Another very important thing to remember is XSS prevention, because we take and display user provided information. XSS, or Cross Side Scripting, is a type of web application attack that enables an attacker to inject scripts/HTML/or otherwise harmful custom data, that is then executed by another user when entering the page. There's two kinds of XSS to protect against here: Stored XSS and DOM Based XSS, the first of which being more drastic than the other. Stored XSS is a type of XSS that displays stored data field, which may contain harmful JavaScript (as if there's a JS that isn't harmful) or other executable data. This is obviously the case with all the signature data fields, which are displayed back to the user on the site itself. To protect against unsolicited JS execution, a filtering function can be used to filter the provided data before showing it back to the user. In this case, a PHP function htmlspecialchars is used. It converts all raw HTML tag characters into HTML entities, which can be displayed without any execution. The following example shows conversion of an infamous XSS testing script into a HTML displayable form:

php > var_dump(htmlspecialchars("<string>alert(1)</string>")); string(37) "&lt;string&gt;alert(1)&lt;/string&gt;"

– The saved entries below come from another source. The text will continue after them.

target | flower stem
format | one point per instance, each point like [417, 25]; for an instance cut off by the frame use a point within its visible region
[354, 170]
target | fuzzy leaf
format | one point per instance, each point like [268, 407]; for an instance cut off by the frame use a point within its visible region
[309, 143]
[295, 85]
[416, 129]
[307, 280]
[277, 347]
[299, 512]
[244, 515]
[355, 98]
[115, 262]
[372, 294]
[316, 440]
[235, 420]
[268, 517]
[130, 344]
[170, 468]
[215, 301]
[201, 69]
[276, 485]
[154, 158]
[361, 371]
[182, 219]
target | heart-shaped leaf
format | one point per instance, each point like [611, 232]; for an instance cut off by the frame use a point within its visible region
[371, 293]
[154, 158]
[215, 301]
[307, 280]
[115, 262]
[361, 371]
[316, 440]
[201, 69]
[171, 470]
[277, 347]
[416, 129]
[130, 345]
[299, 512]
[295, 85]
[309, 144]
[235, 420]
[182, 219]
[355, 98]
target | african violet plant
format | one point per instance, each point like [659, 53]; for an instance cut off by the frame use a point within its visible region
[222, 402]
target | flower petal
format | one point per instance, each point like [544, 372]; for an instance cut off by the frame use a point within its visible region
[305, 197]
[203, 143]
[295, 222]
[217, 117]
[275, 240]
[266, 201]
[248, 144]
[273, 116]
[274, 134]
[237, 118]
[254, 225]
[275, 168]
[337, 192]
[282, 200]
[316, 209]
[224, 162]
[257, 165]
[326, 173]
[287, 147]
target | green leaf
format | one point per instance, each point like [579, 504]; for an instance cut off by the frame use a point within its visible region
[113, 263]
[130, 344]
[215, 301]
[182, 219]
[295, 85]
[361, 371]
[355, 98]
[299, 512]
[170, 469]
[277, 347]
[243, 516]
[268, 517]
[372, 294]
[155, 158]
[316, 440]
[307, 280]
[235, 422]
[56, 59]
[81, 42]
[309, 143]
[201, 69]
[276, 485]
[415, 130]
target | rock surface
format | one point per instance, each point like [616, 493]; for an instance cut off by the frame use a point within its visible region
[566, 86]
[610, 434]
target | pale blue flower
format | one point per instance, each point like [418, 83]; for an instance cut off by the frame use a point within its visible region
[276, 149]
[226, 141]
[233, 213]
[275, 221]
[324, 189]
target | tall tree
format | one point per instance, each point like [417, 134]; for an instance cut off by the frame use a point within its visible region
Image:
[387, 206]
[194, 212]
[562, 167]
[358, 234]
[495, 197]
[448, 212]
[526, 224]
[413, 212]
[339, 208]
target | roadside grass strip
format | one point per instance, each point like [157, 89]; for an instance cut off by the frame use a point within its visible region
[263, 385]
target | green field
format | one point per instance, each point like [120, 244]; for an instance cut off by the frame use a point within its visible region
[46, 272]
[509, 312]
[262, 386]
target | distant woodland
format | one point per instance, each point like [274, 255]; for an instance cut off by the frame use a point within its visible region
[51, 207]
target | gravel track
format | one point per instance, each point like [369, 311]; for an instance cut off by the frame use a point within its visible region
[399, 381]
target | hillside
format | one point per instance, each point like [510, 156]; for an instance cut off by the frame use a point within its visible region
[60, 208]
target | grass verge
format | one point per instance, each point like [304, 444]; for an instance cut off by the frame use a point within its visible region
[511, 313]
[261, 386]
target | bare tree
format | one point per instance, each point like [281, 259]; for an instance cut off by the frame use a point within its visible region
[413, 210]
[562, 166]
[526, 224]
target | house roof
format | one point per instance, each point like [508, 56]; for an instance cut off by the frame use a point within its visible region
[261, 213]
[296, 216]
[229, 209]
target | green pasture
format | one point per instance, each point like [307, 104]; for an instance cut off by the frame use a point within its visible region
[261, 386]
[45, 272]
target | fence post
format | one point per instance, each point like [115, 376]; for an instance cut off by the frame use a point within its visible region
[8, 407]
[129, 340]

The encoded entities &lt; and &gt; are shown as < and > when rendering the page, thus preventing an execution of the script (checkout the source of this sentence to see it first hand).

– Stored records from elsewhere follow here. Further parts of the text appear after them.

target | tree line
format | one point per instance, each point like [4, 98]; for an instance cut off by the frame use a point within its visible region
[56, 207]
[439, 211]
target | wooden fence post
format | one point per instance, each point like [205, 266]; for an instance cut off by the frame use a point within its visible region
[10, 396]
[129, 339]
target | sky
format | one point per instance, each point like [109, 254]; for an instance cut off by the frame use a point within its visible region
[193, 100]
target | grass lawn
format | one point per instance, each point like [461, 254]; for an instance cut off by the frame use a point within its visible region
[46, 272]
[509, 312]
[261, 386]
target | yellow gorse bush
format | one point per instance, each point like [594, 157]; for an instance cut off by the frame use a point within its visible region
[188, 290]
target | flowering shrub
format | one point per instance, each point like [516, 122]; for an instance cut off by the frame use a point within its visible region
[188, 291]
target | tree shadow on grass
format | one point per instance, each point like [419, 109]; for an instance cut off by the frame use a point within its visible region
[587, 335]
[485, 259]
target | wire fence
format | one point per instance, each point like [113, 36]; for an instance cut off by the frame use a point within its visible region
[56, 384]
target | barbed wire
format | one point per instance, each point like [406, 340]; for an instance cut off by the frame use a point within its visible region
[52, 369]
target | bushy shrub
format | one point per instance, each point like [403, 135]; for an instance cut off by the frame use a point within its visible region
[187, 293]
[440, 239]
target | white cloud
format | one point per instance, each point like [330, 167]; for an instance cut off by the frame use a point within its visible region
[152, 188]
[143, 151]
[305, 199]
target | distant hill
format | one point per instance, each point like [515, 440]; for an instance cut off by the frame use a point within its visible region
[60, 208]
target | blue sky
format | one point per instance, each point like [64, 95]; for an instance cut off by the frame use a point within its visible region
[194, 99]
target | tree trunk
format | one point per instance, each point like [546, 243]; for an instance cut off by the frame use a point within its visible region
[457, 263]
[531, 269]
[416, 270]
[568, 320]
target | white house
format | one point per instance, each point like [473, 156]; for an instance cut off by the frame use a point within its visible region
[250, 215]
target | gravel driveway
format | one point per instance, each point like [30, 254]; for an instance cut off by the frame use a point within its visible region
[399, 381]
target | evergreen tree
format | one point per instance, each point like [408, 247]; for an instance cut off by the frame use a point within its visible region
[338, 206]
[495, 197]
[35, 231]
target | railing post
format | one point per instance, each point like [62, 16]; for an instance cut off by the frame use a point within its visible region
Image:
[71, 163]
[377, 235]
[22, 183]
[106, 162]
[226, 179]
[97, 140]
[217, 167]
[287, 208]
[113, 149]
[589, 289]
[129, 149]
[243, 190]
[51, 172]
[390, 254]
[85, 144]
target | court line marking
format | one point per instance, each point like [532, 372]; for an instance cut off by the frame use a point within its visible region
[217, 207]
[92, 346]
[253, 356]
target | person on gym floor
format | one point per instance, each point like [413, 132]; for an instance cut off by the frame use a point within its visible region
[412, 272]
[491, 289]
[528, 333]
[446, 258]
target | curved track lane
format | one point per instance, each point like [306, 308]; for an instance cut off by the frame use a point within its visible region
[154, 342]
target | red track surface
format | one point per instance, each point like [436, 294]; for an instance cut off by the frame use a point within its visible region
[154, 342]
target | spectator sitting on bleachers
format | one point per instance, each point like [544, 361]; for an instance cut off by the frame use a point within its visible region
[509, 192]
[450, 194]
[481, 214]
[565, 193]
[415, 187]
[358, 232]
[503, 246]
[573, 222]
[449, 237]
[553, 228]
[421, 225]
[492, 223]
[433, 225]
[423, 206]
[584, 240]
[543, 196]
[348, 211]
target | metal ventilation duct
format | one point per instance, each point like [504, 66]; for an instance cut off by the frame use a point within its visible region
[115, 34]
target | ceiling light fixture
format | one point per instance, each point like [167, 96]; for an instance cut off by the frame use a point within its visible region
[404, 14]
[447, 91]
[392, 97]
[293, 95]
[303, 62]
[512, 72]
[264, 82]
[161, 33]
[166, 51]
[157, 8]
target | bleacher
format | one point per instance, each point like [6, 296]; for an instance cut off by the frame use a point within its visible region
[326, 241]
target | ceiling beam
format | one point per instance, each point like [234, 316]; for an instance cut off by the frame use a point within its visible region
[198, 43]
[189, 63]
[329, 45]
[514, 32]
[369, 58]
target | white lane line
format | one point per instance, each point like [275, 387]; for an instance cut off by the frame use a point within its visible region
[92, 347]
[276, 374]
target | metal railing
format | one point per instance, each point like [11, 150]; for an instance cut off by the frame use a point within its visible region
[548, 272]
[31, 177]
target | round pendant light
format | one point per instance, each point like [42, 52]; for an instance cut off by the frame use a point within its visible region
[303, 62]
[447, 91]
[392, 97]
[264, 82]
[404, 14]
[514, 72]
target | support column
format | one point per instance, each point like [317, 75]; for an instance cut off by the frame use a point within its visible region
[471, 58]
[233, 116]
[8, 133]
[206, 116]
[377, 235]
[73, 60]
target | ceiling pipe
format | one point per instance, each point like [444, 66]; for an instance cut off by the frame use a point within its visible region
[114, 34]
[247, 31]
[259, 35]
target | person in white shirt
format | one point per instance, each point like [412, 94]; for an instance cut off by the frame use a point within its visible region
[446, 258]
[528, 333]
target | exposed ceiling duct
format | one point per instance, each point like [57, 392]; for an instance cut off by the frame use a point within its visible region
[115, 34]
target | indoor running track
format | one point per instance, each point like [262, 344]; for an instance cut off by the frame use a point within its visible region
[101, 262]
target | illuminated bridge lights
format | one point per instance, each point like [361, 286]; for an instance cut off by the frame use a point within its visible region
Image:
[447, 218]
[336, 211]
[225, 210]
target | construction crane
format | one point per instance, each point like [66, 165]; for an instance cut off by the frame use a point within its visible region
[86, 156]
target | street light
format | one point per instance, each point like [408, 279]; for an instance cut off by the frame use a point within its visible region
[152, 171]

The second type of XSS is DOM Based XSS, which is much less serious, but still important to prevent. It allows the attacker to only execute their desired code by altering the DOM of the page directly. This typically requires them to modify some input GET parameters, which remain in a shared URL, that is then sent to the victim. After this URL is opened, the GET parameter alters the page in harmful way, executing the script, and making our day worse. The prime candidate for this here is of course the GET parameter returned from the script containing error messages. Preventing this is exactly the same as with the first XSS case, that is filtering the rendered string into a form that can't be executed by the browser. Try clicking on this link to check it out: guests.xhtml?err=<script>alert(1)</script>.

I think this covers all of the things I wanted to write about. I'm curious how durable this system is and for how long it will be able to remain online. If you somehow managed to read all the way down here, and still not signed your name, give it a try! Feel free to write what's on your mind while you're at it!